On September 18, Adeleen Brown’s French IV class visited the Smith College Museum of Art to explore the exhibit of World War I prints called “No Man’s Land.” At the museum, students viewed the drawings and read their descriptions and then chose a theme related to the war. Then they chose one drawing that exemplified their theme and described it in French to their classmates, who asked them follow-up questions.
“One student read the description on how artists at the time were not allowed to draw or depict dead soldiers since countries needed to maintain positive propaganda,” said Brown. However, she said, some artists found ways around this by drawing broken, burned, or dead trees and buildings to depict the horrors of war. “By seeing multiple nationalities on both sides of World War I drawing daily images of the war,” Brown continued, “the students can better imagine what the soldiers experienced and suffered and ultimately how the ‘Great War’ led to the loss of 16 million military and civilians.”
Another student chose a drawing from the series Dance of Death, pictured above, in which the artist depicts Death personified reaching out for a soldier and keeping him from being rescued. “The drawings bring the concept of World War I and what it represents for the world, especially as 2018 is the centennial of the end of WWI, closer to home for the students,” Brown said.

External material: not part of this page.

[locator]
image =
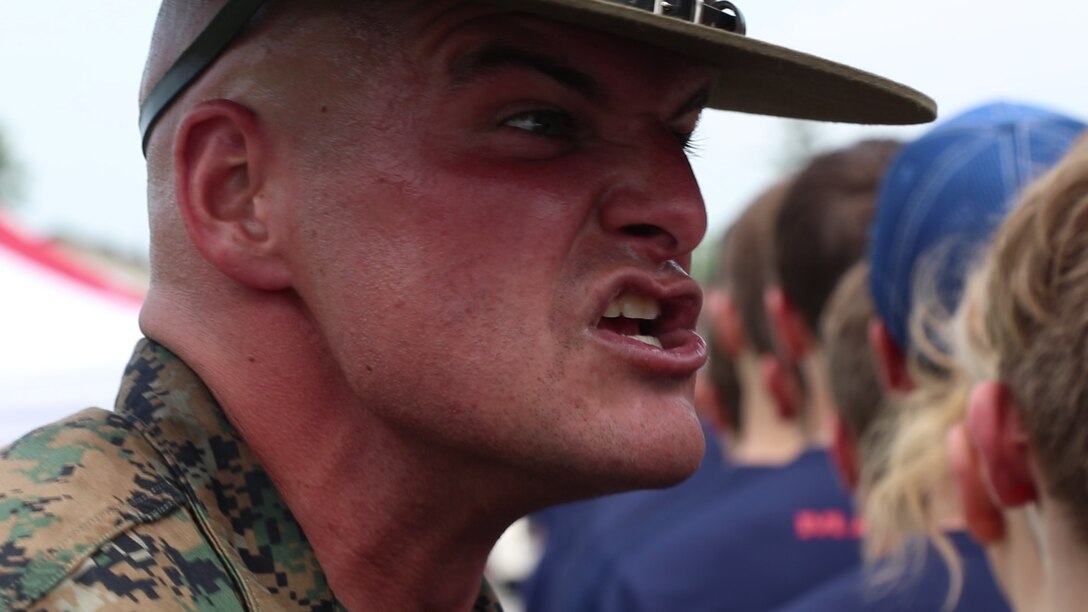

Students saw drawings from American, French, and German soldiers. They left the museum with an understanding of what it was like to serve in the military during that early 20th century conflict, and of the impact the war had on society. The visit was part of a lesson on the Great War that also included watching the film “Joyeux Noel,” a drama depicting the true story of an impromptu cease fire on Christmas Eve after soldiers began singing Christmas carols.